# Project Euler Problem 8: Largest Product in a Series

When I first learned to program I didn’t explore too much. I played it safe. I took things I knew how to do and I applied those to each new problem I found, no matter how well suited the solution actually was to the problem.

But, like any good technologist, I’m lazy. So if you give me a problem that (1) I know how to solve but (2) involves me doing a lot of repetitive work and (3) hints at a lazy solution, then, well, I might be lazy enough to actually learn something new. Problem 8 was like that for me. It pushed me to understand and use Python slicing better when I was starting out. It helped me not have to type so much.
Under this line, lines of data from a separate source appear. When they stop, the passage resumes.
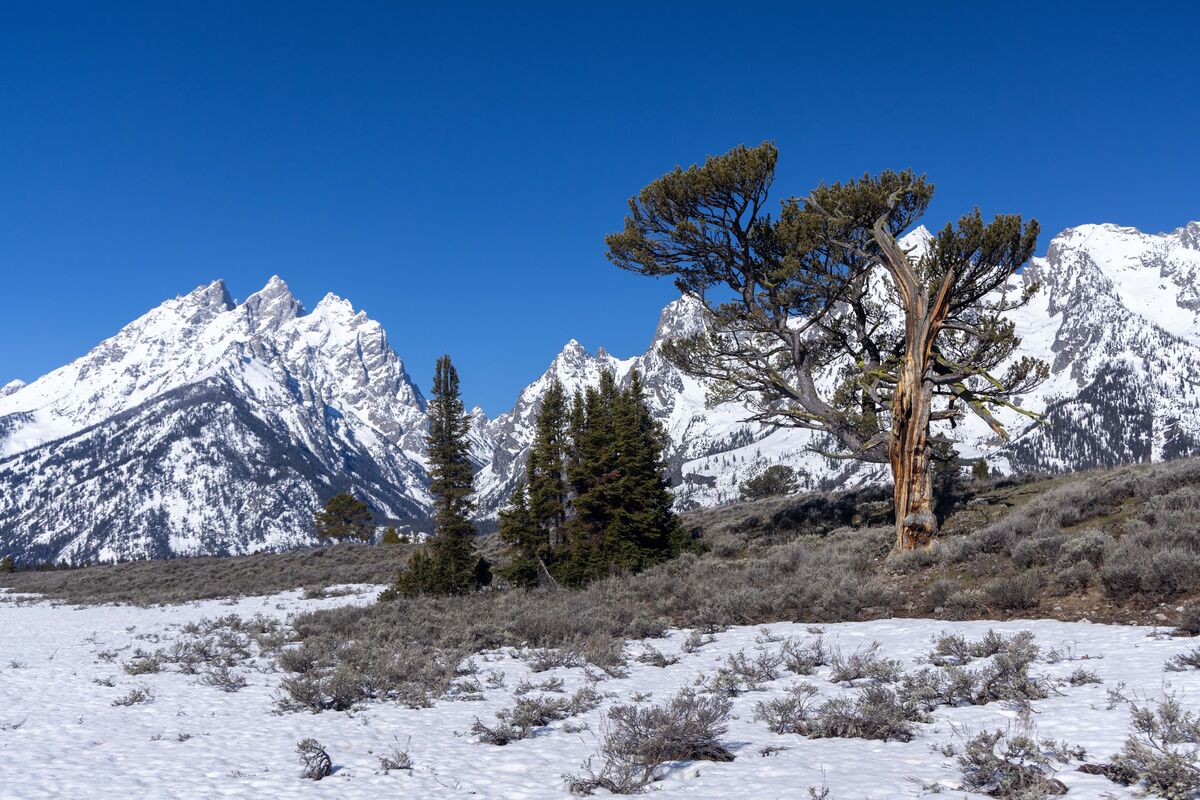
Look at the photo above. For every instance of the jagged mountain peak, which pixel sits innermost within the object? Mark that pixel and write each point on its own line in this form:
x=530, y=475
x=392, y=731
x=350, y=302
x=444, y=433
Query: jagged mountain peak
x=207, y=426
x=679, y=318
x=214, y=296
x=271, y=306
As usual, spend some time with the problem if you haven’t already.

## WET Code

This problem gives us a test case and tells us that the biggest product from 4 adjacent digits of our number is `5832`

. Let’s hammer out a quick solution to run against that test case.

Copying and pasting the 1000 digit number from the problem into Python as a string and assigning it to the variable `n`

we can do:

```
biggest = 0
for i in range(996):
product = int(n[i]) * int(n[i + 1]) * int(n[i + 2]) * int(n[i + 3])
biggest = max(biggest, product)
print(biggest)
```

This… works. And, if you can tolerate it, you can fix the ranges, extend this up to `n[i + 12]`

and it’ll solve the actual problem. But if you’re like me, and I know I am, you’re too lazy for that.

## DRY-ing Our Code

Copying and pasting code is *almost always* a bad idea. Imagine maintaining our solution above. You come back to this code to make a change and find yourself making the same change *13 different times*. God forbid you mess up a change or, gasp, *miss* one of the changes you needed to make.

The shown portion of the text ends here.